Warto więc sprawdzić, który ze zmysłów dominuje u Państwa dziecka. Uczniowie są przyzwyczajeni douczenia się na pamięć ( „wkuwania”). Taki sposób jest nieskuteczny. Coraz częściej mówi się o nowych metodach przyswajania wiedzy. Te najnowsze angażują wyobraźnię i są oparte na tworzeniu całych łańcuchów skojarzeń, łatwych do odtworzenia w odpowiedniej chwili. Kojarzy się np. cyfry, litery z określonymi wydarzeniami, przedmiotami.

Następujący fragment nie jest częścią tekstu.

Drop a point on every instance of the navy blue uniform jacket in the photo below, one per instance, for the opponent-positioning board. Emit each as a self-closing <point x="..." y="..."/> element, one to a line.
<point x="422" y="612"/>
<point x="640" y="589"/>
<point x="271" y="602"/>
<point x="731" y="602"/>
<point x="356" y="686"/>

Sprawdzonym sposobem uczenia się jest także umiejętne robienie notatek. Monotonnie zapisane zdania, jednokolorowy wkład, brak podkreśleń- nie ułatwiają zapamiętywania.
Jak można pomóc ?
Wspólnie:
uporządkujcie biurko- oprócz zeszytu lub książki z danego przedmiotu nic innego nie powinno się na nim znajdować;
przygotujcie pokój- koniecznie przewietrzyć, zadbać o naprawdę dobre oświetlenie;
zaplanujcie czas przeznaczony na naukę- wyznaczcie ramy czasowe, w jakich dziecko powinno się zmieścić- nie zapominając o krótkich przerwach ( ale nie na grę komputerową!). Na początek przedmiot, który nie sprawia trudności, następnie trudniejszy, a po nim znów łatwiejszy;
kolorowe zakreślacze/ flamastry- zachęćcie do zakreślania ważnych treści;
warto odpytać i sprawdzić w jakim stopniu opanowało materiał.
Dobrze byłoby, gdybyście wspólnie ustalili jakich ocen oczekujecie od dziecka z poszczególnych przedmiotów.
WARTO ZAPAMIĘTAĆ:
Drodzy rodzice, odpowiednio wcześnie reagujcie na niepowodzenia dziecka.
Nie mówcie, że jest mało zdolne lub że zawiodło wasze oczekiwania- nastolatek nie musi zaspokajać waszych ambicji, a takie wypowiedzi nie poprawią jego ocen.
Nie wywierajcie presji na odniesienie sukcesu, ponieważ zbyt silna motywacja spowoduje pogorszenie wyników w nauce.
Na każdym kroku wspierajcie swoje pociechy, ale nie róbcie tego zgadzając się na wszystkie ich pomysły.